From: Using a human cardiovascular-respiratory model to characterize cardiac tamponade and pulsus paradoxus

Figure 4

Right Heart Hemodynamics. Right heart hemodynamic waveforms for the control and 1000-ml effusion cases during apnea at mean pleural pressure (-3 mmHg). The systolic and diastolic intervals are indicated, with relatively shorter intervals in the 1000-ml effusion case due to higher heart rate. The left column shows normal pericardial pressure and right atrial pressure (Panel A), right atrial volume (Panel C), right ventricular volume (Panel E), tricuspid flow (Panel G), and inferior vena caval flow (Panel I), respectively. With 1000-ml effusion (right column), the right atrial pressure waveform is elevated to equalize pericardial pressure (Panel B) and the y-descent in particular is reduced (Panel B). Pericardial pressure displays two dips in pressure, corresponding to ventricular ejection (labeled systolic dip) and atrial ejection (labeled diastolic dip). Systolic atrial filling is slowed as shown by the gradual increase in right atrial volume (Panel D) and slower vena caval flow (Panel J). The reduced diastolic venous return (Panel J) is associated with a lower right atrial volume at end diastole (Panel D).
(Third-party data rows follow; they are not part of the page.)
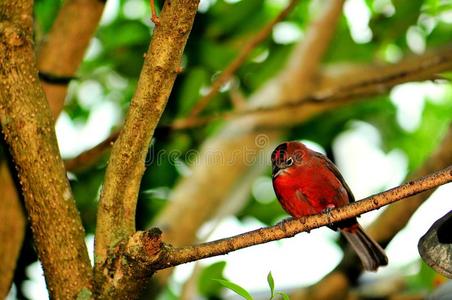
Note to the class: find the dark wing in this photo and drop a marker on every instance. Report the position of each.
(332, 167)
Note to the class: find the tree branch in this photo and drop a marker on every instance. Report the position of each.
(116, 213)
(240, 59)
(27, 126)
(12, 229)
(366, 81)
(147, 247)
(68, 39)
(383, 230)
(182, 217)
(86, 159)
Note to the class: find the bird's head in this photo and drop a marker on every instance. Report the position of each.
(286, 156)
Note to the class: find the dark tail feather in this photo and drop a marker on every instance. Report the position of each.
(371, 254)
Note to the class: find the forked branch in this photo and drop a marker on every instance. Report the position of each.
(147, 248)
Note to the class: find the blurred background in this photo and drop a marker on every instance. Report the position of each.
(213, 181)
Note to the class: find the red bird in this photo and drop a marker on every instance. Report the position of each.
(307, 182)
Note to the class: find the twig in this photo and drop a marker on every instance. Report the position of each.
(29, 132)
(68, 39)
(117, 205)
(240, 59)
(149, 249)
(88, 158)
(383, 230)
(413, 69)
(400, 73)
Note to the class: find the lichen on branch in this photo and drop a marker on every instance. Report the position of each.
(151, 251)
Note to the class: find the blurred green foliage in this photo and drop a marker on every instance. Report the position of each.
(220, 30)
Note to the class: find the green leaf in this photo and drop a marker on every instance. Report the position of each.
(283, 295)
(235, 288)
(208, 287)
(271, 284)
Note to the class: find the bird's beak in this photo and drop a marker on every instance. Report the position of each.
(275, 171)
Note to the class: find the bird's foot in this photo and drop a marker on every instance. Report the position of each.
(328, 210)
(154, 17)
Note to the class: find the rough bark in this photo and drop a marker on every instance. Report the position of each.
(383, 229)
(149, 250)
(11, 231)
(116, 214)
(27, 126)
(62, 50)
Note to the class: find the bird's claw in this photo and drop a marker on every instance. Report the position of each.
(154, 18)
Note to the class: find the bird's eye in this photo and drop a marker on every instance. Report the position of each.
(289, 161)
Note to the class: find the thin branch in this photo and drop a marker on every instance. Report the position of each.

Right ventricular volume variation exhibits reduction due to both filling and stroke output changes, with volume labels (ml) shown (Panels E-F). The E-wave is reduced and the A-wave is more prominent (Panel H). The reversed component of vena caval flow (AR) is no longer present (Panel J). The diastolic-to-systolic (D/S) venous volume ratio is shown below each case, which decreases with tamponade. See text for details.